In the last three years officials have closed 20 elementary schools and one junior high. But more closings are inevitable. Last spring the school board adopted a policy reorganizing the system's secondary schools. Each year for the next five years, more senior highs will become four-year institutions taking in the ninth grade, while corresponding junior highs will consolidate into "middle schools" of seventh and eighth graders. Surplus junior and senior high schools will be closed.
In the past, citizen task forces have made recommendations on closing elementary schools, but there is speculation that the board may adopt a similar five-year phase out system for closing elementary schools.
"We're not totally abandoning the task force route," Porter said. "But the thing is just too complex to dump on a group of citizens and ask them to make a decision. That's what they pay us to do in the first place."
While declining enrollments force school closings, they also mean fewer teachers and administrative staff and additional money is saved. As students go back to school next month, there will be 399 fewer professionals in the system. All reductions have been handled through attrition and retirements without laying off any teachers, Porter said, and classroom sizes and student-teacher ratios remain the same: an average of 27 students per class in elementary grades; 50 teachers per 1,000 students in junior highs and 49 teachers per 1,000 students in senior highs.
With fewer students in the system, fewer buses will roll. In addition, the board decided last April more students could walk to school or attend schools closer to home. An extensive study of busing and racial patterns showed the old busing plan set up under federal court order in 1973 was busing students from newly integrated neighborhoods to schools in other integrated neighborhoods. The board ruled that 1,400 students could get off the buses and attend school in their neighborhood. Another 2,300 are being bused fewer miles to school.
Six members of the school board will be elected Nov. 4. Three members -- Susan B. Bieniasz (District 4), Bonnie F. Johns (District 6) and board chairman Jo-Ann T. Bell (District 7) -- are running unopposed.

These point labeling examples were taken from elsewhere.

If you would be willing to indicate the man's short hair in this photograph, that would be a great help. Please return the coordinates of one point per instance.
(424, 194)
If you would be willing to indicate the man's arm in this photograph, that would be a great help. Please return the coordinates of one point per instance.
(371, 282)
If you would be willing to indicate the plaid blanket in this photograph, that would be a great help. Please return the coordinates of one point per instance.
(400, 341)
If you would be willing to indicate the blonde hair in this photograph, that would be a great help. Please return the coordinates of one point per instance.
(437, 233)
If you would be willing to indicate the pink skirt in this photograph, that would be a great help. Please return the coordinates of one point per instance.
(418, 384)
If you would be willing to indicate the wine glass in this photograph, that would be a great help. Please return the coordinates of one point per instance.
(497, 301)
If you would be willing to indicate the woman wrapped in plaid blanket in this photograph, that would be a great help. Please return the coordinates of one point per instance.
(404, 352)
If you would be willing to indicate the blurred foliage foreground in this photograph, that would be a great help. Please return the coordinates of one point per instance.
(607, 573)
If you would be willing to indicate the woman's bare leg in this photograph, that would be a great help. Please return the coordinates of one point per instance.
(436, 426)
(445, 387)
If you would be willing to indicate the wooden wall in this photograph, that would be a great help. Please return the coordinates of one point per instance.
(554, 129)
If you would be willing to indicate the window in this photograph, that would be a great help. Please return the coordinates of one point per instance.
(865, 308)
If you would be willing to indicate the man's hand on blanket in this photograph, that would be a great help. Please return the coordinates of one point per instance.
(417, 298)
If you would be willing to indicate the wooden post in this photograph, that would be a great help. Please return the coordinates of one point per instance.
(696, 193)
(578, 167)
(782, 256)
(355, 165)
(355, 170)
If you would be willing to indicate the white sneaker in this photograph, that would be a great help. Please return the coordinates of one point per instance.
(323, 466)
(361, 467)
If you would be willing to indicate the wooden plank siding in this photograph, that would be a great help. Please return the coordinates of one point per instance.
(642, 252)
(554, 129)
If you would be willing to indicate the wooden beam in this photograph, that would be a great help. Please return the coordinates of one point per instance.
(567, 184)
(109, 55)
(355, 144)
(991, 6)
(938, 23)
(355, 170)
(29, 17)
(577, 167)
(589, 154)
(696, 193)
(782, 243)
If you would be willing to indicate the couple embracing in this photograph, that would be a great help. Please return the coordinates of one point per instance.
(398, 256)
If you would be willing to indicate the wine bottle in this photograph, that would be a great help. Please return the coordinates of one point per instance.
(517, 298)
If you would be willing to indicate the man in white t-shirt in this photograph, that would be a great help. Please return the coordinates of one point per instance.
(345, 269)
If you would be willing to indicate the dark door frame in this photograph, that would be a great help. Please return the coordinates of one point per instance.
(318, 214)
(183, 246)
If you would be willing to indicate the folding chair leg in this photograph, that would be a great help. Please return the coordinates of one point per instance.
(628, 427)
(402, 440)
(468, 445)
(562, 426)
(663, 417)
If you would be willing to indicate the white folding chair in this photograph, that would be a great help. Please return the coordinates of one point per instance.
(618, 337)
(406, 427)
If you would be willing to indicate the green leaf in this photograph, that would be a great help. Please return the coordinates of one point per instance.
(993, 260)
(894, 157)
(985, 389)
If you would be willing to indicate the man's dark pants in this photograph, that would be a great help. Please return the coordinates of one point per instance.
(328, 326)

In District 1, board member Doris A. Eugene, appointed by former county executive Winfield M. Kelly Jr. to replace the retiring Maureen Steinecke, faces Paul D. Duncan of Laurel.
In District 9, former board chairman Norman H. Saunders will compete with Mary M. Touchstone of Camp Springs.
In District 3, longtime board member Chester A. Whiting lost the primary election. Running for the seat are Melinda G. Miles of Mount Rainier and Catherine M. Burch of Silver Spring.
Once board elections are over, the board faces negotiations with all three unions of teachers and classified workers. Negotiations begin in the fall. The two-year contracts expire July 1981. Once again the tight budgets dictated by TRIM and stiff inflation felt by employes are expected to collide in the negotiations.
Despite TRIM, inflation and declining enrollments, Porter said he perceives a stout sense of determination among employes, perhaps brought on by the adversity.
As one school official put it, "TRIM is a reality in our lives, but we're not going to fold up our tents."